Seine Kinder wuchsen alle zu seiner und der Mutter Freude heran. Wilhelm wurde ein angesehener Schiffsreeder und Vater einer zahlreichen Familie. Tommy beging noch manchen Streich, als er aber zu Verstande kam, da konnte es keinen scharfsichtigeren und gewissenhafteren Kaufmann geben als ihn. Karoline heiratete einen Pastor und Albert ist heute ein höherer Offizier in der deutschen Marine.

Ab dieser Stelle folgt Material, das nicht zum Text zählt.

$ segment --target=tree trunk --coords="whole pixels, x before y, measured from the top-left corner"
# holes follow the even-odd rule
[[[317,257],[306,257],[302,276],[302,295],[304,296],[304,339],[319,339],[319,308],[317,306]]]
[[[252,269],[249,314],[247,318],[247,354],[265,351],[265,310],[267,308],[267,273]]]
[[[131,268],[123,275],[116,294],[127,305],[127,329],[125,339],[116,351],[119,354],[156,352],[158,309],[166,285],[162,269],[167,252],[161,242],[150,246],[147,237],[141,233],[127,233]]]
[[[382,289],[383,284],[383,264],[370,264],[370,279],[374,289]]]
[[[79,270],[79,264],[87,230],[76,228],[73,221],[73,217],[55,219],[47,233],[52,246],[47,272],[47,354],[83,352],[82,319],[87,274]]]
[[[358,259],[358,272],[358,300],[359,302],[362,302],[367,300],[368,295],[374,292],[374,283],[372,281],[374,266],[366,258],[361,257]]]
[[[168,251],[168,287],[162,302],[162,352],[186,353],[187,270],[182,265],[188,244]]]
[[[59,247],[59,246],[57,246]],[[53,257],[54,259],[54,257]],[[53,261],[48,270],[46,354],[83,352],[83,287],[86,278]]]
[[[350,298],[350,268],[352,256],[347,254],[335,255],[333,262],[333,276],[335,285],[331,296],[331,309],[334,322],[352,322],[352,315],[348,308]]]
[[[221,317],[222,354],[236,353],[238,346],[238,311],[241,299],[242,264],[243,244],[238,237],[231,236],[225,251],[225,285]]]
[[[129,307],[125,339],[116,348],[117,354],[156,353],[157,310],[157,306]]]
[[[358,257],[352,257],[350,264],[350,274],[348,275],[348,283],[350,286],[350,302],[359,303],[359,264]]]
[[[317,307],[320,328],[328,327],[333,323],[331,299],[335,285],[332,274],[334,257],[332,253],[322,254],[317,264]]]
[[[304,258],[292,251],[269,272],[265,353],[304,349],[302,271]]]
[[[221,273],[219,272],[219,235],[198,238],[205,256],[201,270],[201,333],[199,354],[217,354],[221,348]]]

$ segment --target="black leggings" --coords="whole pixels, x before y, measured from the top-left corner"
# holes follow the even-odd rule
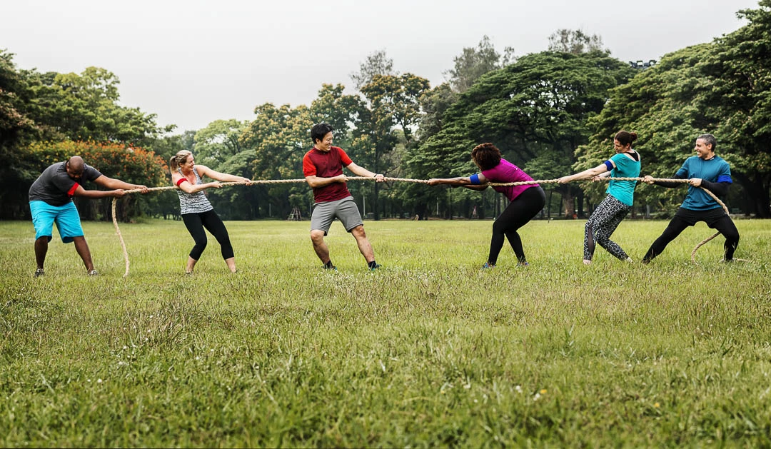
[[[718,208],[710,211],[689,211],[680,208],[669,221],[669,225],[664,230],[661,236],[653,242],[645,257],[643,262],[648,262],[653,260],[657,255],[664,252],[664,248],[670,241],[680,235],[680,233],[689,226],[693,226],[699,221],[704,221],[707,226],[712,229],[716,229],[726,238],[726,243],[723,244],[725,251],[723,259],[726,261],[733,258],[733,253],[739,246],[739,230],[733,224],[731,218],[726,214],[722,209]]]
[[[538,214],[545,204],[546,194],[540,186],[526,189],[509,203],[493,223],[493,238],[490,242],[488,262],[495,265],[497,262],[500,249],[503,248],[504,236],[509,239],[509,243],[517,255],[517,260],[522,263],[527,262],[525,259],[525,252],[522,249],[522,239],[517,230]]]
[[[227,229],[225,224],[220,219],[220,216],[212,209],[206,212],[199,214],[183,214],[182,221],[184,221],[187,231],[193,236],[195,241],[195,246],[190,250],[190,258],[198,260],[200,255],[206,249],[207,238],[206,228],[217,241],[220,243],[220,249],[222,251],[222,258],[229,259],[234,256],[233,246],[231,245],[231,238],[227,235]]]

Vater und Mutter Sebald ruhen längst im Grabe; die gute Juno aber überlebte ihre gütige Herrschaft um viele Jahre; Wilhelm hatte sie in sein Haus genommen und hier war es bis an ihr Ende ihre größte Freude, die Kinder auf den Schoß zu nehmen und ihnen wunderbare Geschichten zu erzählen von dem Leben auf der Insel im fernen Ocean, von dem braven alten Manne, dem Steuermann Sigismund Rüstig, von seinem einsamen Grabe und von den hohen Kokospalmen, deren Blätterkronen mit geheimnisvollem Rauschen kühlen Schatten darauf herniederspenden.